Белла об этом не позаботилась.

Толстая, оплывшая, с визгливым голосом и манерами котенка, она, похоже, до сих пор считала свое тело своим главным достоянием: одета она была в неглиже из «стиктайт», что позволяло безошибочно определить в ней существо женского пола, принадлежащее к отряду млекопитающих, перекормленное и страдающее малоподвижностью.

Она же ничего этого, похоже, не замечала. Некогда острый ум потерял четкость восприятия; осталась только ее всепожирающая самоуверенность. С радостным воплем она кинулась мне на шею, и, наверное, поцеловала бы, не вырвись я вовремя из ее объятий.

Я успел схватить ее за руки.

— Спокойнее, Белла.

— Но, милый! Я так рада, так счастлива! Так безумно рада видеть тебя!

— Да уж, могу себе представить — Я шел к ней с твердой решимостью держать себя в руках, выяснить только то, что меня интересовало, и уйти восвояси. Похоже, это будет нелегко. — А помнишь, каким ты видела меня в последний раз? По уши накачанным зом-бином, чтобы ты могла засунуть меня в хранилище?

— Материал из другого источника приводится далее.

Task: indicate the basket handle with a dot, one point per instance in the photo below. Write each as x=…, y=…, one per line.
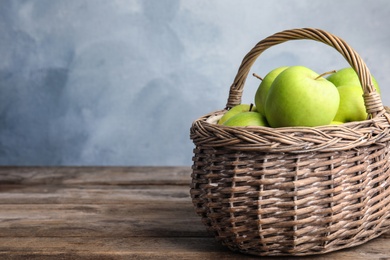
x=372, y=99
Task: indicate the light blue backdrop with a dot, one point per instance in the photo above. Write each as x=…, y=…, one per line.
x=96, y=82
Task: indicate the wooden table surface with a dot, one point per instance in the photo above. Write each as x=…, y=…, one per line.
x=115, y=213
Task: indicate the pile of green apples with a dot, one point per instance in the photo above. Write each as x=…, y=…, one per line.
x=291, y=96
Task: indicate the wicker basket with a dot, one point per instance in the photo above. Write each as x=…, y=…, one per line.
x=294, y=190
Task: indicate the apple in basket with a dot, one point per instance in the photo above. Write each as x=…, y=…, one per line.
x=300, y=97
x=236, y=110
x=352, y=107
x=262, y=90
x=348, y=76
x=247, y=119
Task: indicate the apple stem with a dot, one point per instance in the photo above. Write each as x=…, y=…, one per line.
x=326, y=73
x=257, y=76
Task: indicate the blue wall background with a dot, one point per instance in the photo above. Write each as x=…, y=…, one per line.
x=95, y=82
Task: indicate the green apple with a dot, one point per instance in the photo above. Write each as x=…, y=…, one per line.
x=247, y=119
x=262, y=90
x=351, y=106
x=299, y=97
x=236, y=110
x=348, y=76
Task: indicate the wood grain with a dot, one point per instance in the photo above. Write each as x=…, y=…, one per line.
x=115, y=213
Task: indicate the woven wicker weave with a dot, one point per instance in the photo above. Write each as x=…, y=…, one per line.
x=294, y=190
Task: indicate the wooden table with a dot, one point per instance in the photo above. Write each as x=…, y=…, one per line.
x=115, y=213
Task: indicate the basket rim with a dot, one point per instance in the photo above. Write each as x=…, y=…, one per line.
x=326, y=138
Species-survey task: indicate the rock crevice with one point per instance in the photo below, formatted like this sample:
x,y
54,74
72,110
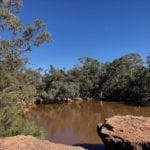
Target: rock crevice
x,y
125,133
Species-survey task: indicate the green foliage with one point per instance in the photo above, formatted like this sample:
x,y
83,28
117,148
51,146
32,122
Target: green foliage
x,y
124,79
11,124
17,84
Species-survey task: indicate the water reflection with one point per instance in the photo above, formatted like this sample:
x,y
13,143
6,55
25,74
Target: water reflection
x,y
76,122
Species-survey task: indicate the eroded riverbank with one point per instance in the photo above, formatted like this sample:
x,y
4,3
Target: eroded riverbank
x,y
76,123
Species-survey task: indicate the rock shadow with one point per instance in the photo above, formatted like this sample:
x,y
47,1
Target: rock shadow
x,y
91,146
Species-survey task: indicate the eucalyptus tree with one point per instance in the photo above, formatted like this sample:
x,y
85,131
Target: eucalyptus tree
x,y
16,40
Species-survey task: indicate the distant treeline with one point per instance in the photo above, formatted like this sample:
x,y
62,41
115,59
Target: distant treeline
x,y
124,79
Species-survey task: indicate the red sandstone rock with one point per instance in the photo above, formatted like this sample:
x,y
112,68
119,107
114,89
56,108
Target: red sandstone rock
x,y
125,133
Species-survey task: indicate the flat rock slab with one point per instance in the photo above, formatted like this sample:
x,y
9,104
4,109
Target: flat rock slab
x,y
125,133
22,142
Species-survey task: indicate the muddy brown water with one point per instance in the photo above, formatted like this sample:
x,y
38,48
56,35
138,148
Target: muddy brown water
x,y
76,123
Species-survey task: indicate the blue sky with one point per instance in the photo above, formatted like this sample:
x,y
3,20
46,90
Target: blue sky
x,y
102,29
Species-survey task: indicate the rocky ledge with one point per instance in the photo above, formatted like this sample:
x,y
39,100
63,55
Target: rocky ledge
x,y
125,133
22,142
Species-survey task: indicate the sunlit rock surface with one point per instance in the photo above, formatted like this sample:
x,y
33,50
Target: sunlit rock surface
x,y
125,133
22,142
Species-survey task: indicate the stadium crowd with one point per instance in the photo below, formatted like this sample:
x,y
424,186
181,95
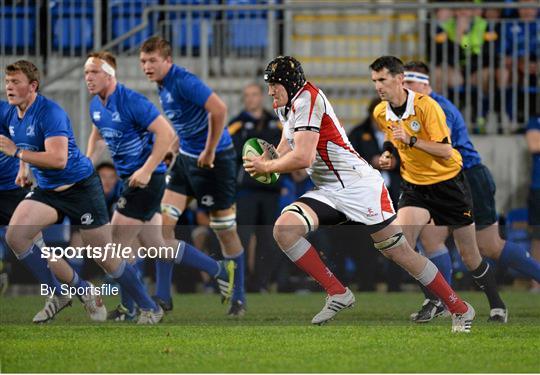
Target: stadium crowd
x,y
190,186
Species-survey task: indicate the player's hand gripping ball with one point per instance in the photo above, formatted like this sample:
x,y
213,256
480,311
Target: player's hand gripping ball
x,y
256,147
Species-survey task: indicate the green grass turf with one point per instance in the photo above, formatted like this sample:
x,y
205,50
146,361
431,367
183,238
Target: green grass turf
x,y
275,336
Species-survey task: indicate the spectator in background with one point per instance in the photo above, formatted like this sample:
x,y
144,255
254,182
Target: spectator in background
x,y
257,204
520,43
462,41
112,186
367,140
533,143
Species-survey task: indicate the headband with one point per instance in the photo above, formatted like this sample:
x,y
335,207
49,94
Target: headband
x,y
105,66
416,77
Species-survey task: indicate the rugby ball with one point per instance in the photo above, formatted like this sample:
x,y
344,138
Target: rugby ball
x,y
256,147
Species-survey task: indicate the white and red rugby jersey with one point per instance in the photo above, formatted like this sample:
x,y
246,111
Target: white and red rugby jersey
x,y
337,165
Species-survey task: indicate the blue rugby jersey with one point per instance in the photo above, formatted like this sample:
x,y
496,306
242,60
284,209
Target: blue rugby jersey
x,y
182,96
8,165
459,133
45,119
534,124
123,123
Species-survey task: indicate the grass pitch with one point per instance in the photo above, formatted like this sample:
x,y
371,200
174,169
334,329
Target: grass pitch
x,y
275,336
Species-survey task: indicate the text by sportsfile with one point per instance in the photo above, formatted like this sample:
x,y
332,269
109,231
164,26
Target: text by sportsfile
x,y
70,291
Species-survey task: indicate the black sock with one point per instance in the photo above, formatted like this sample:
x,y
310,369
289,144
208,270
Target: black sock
x,y
484,277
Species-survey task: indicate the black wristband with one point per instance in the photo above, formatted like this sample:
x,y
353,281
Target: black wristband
x,y
388,146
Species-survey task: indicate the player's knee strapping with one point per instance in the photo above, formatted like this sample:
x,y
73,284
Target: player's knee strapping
x,y
171,211
303,215
223,223
391,242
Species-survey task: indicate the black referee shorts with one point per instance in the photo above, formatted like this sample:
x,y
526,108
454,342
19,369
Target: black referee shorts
x,y
448,202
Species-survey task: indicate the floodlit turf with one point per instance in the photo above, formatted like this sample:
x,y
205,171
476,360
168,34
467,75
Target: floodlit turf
x,y
275,336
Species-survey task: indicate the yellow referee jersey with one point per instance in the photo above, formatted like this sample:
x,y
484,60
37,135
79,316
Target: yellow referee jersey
x,y
424,119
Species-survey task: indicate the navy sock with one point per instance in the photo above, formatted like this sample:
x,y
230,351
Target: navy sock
x,y
441,259
193,257
164,271
77,264
516,256
38,266
238,291
484,277
126,275
126,300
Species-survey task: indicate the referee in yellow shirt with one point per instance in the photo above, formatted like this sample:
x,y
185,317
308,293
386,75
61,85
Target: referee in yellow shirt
x,y
434,186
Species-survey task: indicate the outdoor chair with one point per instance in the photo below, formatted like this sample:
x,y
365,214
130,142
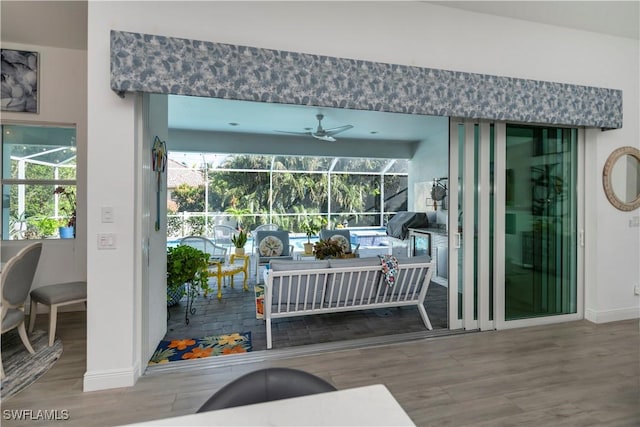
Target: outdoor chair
x,y
222,235
16,281
343,237
205,245
265,385
271,244
263,227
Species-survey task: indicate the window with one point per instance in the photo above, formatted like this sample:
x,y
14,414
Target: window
x,y
35,161
281,189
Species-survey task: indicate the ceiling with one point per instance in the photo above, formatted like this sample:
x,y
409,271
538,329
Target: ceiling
x,y
618,18
223,115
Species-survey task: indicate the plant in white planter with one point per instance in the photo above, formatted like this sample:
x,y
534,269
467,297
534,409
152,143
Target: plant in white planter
x,y
68,205
311,226
186,264
239,240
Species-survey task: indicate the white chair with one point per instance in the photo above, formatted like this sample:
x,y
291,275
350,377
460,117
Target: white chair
x,y
217,253
17,278
271,244
205,245
222,235
263,227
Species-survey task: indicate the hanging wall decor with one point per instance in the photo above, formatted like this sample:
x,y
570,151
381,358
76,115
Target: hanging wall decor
x,y
158,165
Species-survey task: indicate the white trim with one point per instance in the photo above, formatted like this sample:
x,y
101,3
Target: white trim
x,y
580,221
538,321
614,315
468,226
141,239
110,378
484,201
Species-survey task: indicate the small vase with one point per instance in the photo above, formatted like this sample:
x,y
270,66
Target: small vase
x,y
65,232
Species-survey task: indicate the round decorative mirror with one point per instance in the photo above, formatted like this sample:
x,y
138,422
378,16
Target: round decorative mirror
x,y
621,178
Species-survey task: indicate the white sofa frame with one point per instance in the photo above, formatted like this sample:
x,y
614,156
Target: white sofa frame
x,y
340,289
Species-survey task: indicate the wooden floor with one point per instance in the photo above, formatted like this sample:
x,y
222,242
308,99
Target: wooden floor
x,y
571,374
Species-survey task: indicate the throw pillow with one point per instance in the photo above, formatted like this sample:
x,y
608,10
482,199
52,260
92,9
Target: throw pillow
x,y
271,246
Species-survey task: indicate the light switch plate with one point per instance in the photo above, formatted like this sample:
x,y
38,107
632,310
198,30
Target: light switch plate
x,y
107,214
106,241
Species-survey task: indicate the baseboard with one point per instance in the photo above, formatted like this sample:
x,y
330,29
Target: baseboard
x,y
612,315
111,378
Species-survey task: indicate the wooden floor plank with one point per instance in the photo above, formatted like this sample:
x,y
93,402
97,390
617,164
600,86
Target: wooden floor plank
x,y
572,374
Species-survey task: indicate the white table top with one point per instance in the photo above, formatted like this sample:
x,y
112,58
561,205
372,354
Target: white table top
x,y
372,405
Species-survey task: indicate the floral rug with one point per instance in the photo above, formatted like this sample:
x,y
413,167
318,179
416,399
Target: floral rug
x,y
198,348
259,290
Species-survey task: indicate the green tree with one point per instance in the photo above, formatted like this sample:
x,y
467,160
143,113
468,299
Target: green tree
x,y
188,198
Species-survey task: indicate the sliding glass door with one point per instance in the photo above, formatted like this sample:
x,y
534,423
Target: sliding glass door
x,y
541,229
514,221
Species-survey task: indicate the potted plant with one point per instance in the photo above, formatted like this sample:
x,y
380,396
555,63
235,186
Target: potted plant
x,y
46,227
239,240
186,264
68,225
310,227
329,248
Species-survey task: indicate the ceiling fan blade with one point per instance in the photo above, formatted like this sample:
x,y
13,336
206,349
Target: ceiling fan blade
x,y
294,133
327,138
335,131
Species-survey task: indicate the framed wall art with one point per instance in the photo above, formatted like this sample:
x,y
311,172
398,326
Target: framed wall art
x,y
20,79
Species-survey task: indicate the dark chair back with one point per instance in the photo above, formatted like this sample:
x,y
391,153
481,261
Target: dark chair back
x,y
342,236
265,385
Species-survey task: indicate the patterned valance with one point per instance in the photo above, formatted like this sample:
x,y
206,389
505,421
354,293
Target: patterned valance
x,y
169,65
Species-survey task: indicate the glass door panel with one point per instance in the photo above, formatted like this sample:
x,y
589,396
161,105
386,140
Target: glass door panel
x,y
471,211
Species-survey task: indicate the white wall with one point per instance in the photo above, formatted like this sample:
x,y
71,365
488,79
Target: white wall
x,y
431,160
63,100
409,33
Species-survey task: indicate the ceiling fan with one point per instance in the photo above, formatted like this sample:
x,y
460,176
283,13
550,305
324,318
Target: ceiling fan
x,y
320,132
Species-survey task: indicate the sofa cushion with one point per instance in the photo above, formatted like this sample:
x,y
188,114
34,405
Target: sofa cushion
x,y
354,262
298,292
282,265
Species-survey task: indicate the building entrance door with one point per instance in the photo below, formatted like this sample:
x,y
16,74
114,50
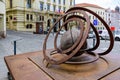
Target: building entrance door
x,y
39,28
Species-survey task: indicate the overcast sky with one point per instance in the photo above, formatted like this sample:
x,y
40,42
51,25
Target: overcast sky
x,y
103,3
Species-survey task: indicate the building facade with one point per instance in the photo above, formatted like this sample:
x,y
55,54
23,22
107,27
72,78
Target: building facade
x,y
2,19
97,9
34,15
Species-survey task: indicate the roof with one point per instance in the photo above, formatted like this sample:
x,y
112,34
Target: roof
x,y
88,5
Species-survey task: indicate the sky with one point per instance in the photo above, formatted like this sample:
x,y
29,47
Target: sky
x,y
103,3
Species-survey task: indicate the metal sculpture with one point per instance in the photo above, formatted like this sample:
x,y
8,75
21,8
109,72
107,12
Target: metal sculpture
x,y
69,55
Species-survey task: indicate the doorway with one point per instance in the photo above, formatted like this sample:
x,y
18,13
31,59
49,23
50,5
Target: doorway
x,y
39,28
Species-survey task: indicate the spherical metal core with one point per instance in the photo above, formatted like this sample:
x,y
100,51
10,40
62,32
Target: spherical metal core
x,y
73,43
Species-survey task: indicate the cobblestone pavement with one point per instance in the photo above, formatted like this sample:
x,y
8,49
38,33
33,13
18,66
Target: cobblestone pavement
x,y
29,42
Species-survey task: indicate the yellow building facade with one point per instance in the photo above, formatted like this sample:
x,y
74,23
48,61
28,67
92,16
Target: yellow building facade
x,y
2,19
34,15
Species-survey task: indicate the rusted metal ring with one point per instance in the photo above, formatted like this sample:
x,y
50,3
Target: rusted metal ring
x,y
73,53
104,23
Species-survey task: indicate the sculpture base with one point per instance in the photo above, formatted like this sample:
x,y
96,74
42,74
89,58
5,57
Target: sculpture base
x,y
92,71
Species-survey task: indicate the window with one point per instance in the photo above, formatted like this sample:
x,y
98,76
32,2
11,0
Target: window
x,y
28,3
59,2
63,2
48,7
54,1
41,6
27,16
41,18
59,8
31,17
89,17
71,3
10,17
64,9
6,18
29,26
54,8
10,3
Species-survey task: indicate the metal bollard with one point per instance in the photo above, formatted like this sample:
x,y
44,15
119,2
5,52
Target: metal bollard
x,y
93,42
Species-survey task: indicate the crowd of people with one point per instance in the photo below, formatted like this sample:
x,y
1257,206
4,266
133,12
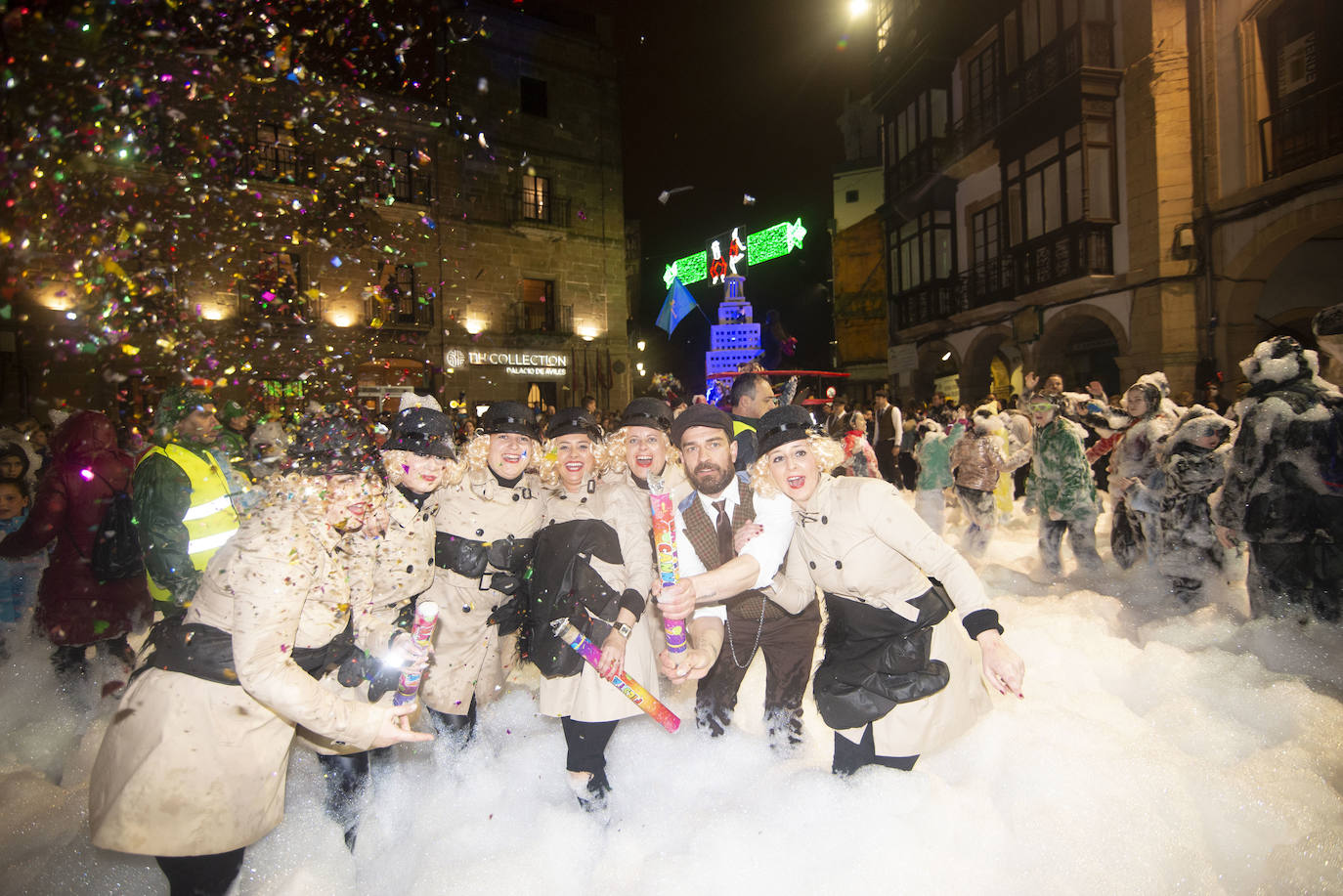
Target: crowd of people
x,y
279,570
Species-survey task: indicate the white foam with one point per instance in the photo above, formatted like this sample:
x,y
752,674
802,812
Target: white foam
x,y
1156,749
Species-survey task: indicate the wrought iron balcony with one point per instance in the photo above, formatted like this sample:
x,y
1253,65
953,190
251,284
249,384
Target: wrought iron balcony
x,y
1303,133
1083,249
542,318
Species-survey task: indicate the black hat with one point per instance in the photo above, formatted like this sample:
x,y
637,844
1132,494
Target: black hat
x,y
420,430
700,415
783,425
509,416
332,447
574,419
652,412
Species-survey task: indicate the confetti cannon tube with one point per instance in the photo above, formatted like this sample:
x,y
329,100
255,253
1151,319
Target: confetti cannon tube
x,y
566,631
422,631
664,541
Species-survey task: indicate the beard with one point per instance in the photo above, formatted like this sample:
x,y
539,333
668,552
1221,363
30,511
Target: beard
x,y
711,479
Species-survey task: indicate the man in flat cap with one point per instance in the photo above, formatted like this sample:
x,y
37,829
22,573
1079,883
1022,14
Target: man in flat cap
x,y
735,547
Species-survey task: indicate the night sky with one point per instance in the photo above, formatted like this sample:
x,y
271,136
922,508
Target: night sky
x,y
735,99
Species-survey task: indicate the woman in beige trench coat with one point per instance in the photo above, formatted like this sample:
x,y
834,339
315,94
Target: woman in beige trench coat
x,y
606,520
898,676
193,766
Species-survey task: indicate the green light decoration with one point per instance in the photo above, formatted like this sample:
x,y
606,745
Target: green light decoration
x,y
690,269
761,246
775,242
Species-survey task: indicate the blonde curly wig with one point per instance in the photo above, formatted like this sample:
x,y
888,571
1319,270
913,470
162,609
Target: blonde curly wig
x,y
829,455
395,463
618,441
477,454
549,463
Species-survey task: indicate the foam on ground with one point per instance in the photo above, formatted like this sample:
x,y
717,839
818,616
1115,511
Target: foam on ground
x,y
1156,749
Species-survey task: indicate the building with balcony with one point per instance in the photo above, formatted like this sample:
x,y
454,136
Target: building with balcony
x,y
1102,189
456,230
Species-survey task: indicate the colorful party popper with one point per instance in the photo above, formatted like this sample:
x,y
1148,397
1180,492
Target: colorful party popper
x,y
636,694
422,631
664,541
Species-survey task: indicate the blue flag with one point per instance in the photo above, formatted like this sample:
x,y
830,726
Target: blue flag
x,y
677,305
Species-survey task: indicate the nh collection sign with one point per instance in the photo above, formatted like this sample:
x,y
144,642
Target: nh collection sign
x,y
513,362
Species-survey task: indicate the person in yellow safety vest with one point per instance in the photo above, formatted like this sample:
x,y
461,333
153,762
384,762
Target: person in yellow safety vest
x,y
182,498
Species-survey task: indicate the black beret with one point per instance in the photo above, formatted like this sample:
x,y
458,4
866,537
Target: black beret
x,y
574,419
647,411
783,425
700,415
509,416
420,430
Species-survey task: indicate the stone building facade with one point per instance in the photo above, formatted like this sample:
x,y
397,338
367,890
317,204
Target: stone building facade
x,y
465,239
1051,207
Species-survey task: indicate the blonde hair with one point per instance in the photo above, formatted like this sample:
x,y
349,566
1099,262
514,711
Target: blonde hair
x,y
395,462
618,441
829,455
477,454
549,463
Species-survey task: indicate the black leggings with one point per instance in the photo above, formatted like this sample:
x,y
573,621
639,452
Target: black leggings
x,y
587,745
851,756
200,875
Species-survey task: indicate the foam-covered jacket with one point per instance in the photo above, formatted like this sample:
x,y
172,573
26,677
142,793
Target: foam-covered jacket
x,y
1276,487
1060,477
933,455
1191,474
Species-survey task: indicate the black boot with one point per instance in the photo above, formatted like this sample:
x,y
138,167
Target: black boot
x,y
592,794
345,777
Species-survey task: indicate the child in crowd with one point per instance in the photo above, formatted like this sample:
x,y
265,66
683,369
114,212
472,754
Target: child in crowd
x,y
1194,468
932,451
1060,487
18,577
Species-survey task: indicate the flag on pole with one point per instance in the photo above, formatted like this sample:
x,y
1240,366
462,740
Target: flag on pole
x,y
677,305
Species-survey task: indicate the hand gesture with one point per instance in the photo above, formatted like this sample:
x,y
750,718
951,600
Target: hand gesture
x,y
397,728
1004,669
677,601
689,665
613,656
743,534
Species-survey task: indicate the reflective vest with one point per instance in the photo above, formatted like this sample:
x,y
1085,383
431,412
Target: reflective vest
x,y
211,519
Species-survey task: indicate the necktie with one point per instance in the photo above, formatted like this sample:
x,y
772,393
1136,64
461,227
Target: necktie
x,y
724,528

Она удивилась и даже обиделась.

— Но, милый, это же было для твоей пользы! Ты же был так болен. — Похоже, она успела сама в это поверить.

— О’кей, о’кей. А где Майлс? Ты вроде теперь миссис Шульц?

Глаза у нее стали круглыми от удивления.

— А разве ты не знаешь?

— О чем?

— Бедный Майлс… ах, бедный мой Майлс. После того как ты нас покинул, Дэнни, он протянул меньше двух лет. — Лицо ее внезапно исказила гримаса злобы, — Обманул меня, гадина!

— Ай-яй-яй…

Интересно, подумал я, как он умер? Сам упал или подтолкнули? Или мышьяк в суп?

Я решил не отвлекаться от главного, пока у нее игла совсем с дорожки не соскочила.

— А что сталось с Рики?

— Рики?

— Ну, с Фредерикой, падчерицей Майлса.

— А, с той паршивкой? Откуда я знаю! Она уехала к бабке жить.

— А куда? Как звали бабушку?

— Куда? В Тусон. Или в Юму?.. Ну, куда-то в те края. А может, в Индио. Милый, я не хочу про нее, про эту противную девчонку. Я хочу поговорить с тобой о нас.

— Сейчас, минуточку. Как все-таки фамилия ее бабушки?

— Ах, Дэнни, ну какой ты нудный! Ну откуда мне помнить, как звали ее бабку?

— Как ее фамилия?!

— Ну, Хенлон. Хейни. Нет, Хейнц. А может, Хинкли?.. Ой, да ладно тебе, милый. Давай выпьем. Выпьем за наше счастливое воссоединение.

Я покачал головой.

— Не употребляю.

И это было почти правда. Обнаружив, что спиртное — ненадежный друг в тяжелую минуту, я теперь ограничивался пивом в компании Чака Фриденберга.

— Ой, как это скучно, милый! Ну, ты не против, если я немного приму?

Она уже наливала себе. Чистый джин, заметил я, услада одинокой девицы. Но прежде чем выпить, она взяла пластиковый флакончик и вытряхнула на ладонь пару таблеток.

— Будешь?

Я узнал полосатые таблетки: эйфории. Говорили, что он нетоксичен и не вызывает привыкания, но мнения были разные. Кое-кто считал, что его надо зачислить в одну группу с морфием и барбитуратами.

— Спасибо. Я и так счастлив.

— Ну, прекрасно.

Она кинула в рот обе, запила джином.

Стало ясно, что если я хочу что-нибудь выяснить, то надо поторапливаться. Скоро от нее уже ничего не добьешься, кроме смешочков и хихиканья.

Я взял ее под руку и усадил на кушетку. Потом сел напротив.

— Белла, расскажи мне о себе. Ну, чтобы я был в курсе. Как вы с Майлсом сторговались с «Маннике»?

— А? Да никак! — Она вдруг обозлилась. — Это все ты виноват!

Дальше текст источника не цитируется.